Endosulfan, a widely used broad spectrum organochlorine insecticide, has been listed by the Rotterdam Convention subject to the Prior Informed Consent (PIC) procedure since 2011. It is also listed by the Stockholm Convention as a persistent organic pollutant (POP) and targeted for global elimination. This resulted to the need of identifying alternatives to the use of endosulfan. The Rotterdam Convention Secretariat aims at bridging existing knowledge of the FAO and relevant NGOs to the Conventions community and promotes sustainable and environmentally sound alternative solutions, in particular IPM. Within this context, a number of activities have been carried out in cooperation with FAO teams, (sub)-regional offices, the United Nations Environment Programme (UNEP) and NGOs.
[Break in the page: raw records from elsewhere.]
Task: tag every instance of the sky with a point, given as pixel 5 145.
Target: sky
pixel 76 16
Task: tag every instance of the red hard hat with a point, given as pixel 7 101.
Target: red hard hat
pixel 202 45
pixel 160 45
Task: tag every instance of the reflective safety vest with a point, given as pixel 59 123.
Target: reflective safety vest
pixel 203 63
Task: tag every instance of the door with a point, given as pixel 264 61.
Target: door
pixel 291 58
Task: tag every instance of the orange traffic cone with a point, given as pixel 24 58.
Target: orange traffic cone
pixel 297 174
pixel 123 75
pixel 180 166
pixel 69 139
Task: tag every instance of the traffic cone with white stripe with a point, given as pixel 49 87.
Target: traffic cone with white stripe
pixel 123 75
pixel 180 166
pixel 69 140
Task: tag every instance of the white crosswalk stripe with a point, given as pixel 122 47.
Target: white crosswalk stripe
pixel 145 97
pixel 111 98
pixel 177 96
Global study on FAO’s experience in IPM as alternatives to endosulfan
A global study on FAO’s experience in IPM as alternatives to endosulfan has been undertaken. A call for information was sent to officers at the headquarters and (sub-) regional offices to collect relevant information. Additional research and interviews were undertaken to complement the information gaps and facilitate in-depth evaluation.
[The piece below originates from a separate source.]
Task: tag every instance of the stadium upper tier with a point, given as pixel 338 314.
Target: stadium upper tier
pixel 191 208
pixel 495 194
- The study emphasises the basic principle of sustainable crop production intensification.
- It introduces the basic approach of community IPM, which emphasis the development of sustainable management by a community of its agricultural and ecological resources. The aim is to grow healthy crops through good agronomic practice (like reduced or no insecticide use; regular field observations) and in depth understanding of the local specificity of agro-ecosystems (including insect population dynamics and natural enemies protection).
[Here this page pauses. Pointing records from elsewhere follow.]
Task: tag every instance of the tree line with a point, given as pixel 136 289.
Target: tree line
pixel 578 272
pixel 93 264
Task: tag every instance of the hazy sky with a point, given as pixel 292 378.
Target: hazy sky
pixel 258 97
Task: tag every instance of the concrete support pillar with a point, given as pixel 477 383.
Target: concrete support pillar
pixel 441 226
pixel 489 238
- The study also presents a broad range of technical experience collected from FAO’s current and past IPM projects. It focuses on the crops and pests where exemptions for the use of endosulfan were made under the Stockholm Convention (coffee, cow peas, beans, tomato, okra, eggplant, onion, potato, chillies, apple, mango, maize, wheat, groundnuts, jute, tea, tobacco, and mustard). The technical findings demonstrated the effectiveness of IPM and thus that crop protection without endosulfan is feasible.
Case study on growing coffee without endosulfan
Continued endosulfan usage through companies constitutes a non-compliance with major sustainability standards, including Fairtrade, Rainforest Alliance, UTZ Certified and the 4C Code of Conduct, since these standards request suspension of use of substances listed under Conventions such as the Rotterdam and Stockholm Conventions and may lead to a withdrawal of sustainability licenses or certificates.
The project on growing coffee without endosulfan has been initiated early 2013 lead by Pesticide Action Network (PAN UK) with the support of the Rotterdam Convention Secretariat. It includes the following activities:
- Desk study: information on alternatives to control coffee berry borer collected, best practices identified
- Field visits to Columbia, Nicaragua and El Salvador: alternative methodologies validated through interview with farmers that have successfully moved away from endosulfan
- A video has been produced with the findings of the case studies, which can be used for training, awareness raising, by FFS and will be available for public access on line, including YouTube.
Projects to strengthen capacity of countries to monitor and report human health incidents related to severely hazardous pesticide formulations in Colombia, Dominican Republic, El Salvador and Nicaragua
Colombia, the Dominican Republic, El Salvador and Nicaragua are implementing capacity building projects to strengthen the capacity to monitor and report problems caused by severely hazardous pesticide formulations (SHPF). Since October 2013, Designated National Authorities are coordinating implementation of national work plans to implement the Rotterdam Convention, specifically covering capacity building activities to monitor and report SHPF, and identifying alternatives to endosulfan. Surveys on pesticide poisoning were already carried out in three countries, and reports presented describing the negative impacts of certain pesticides on human health and the environment. National authorities in each country have identified a number of pesticides that are causing severe health problems under normal conditions of use in the countries. More detailed information is being collected in order to broaden the basis for national regulatory actions, and to report such hazardous pesticides under Article 6 of the Rotterdam Convention to the Secretariat.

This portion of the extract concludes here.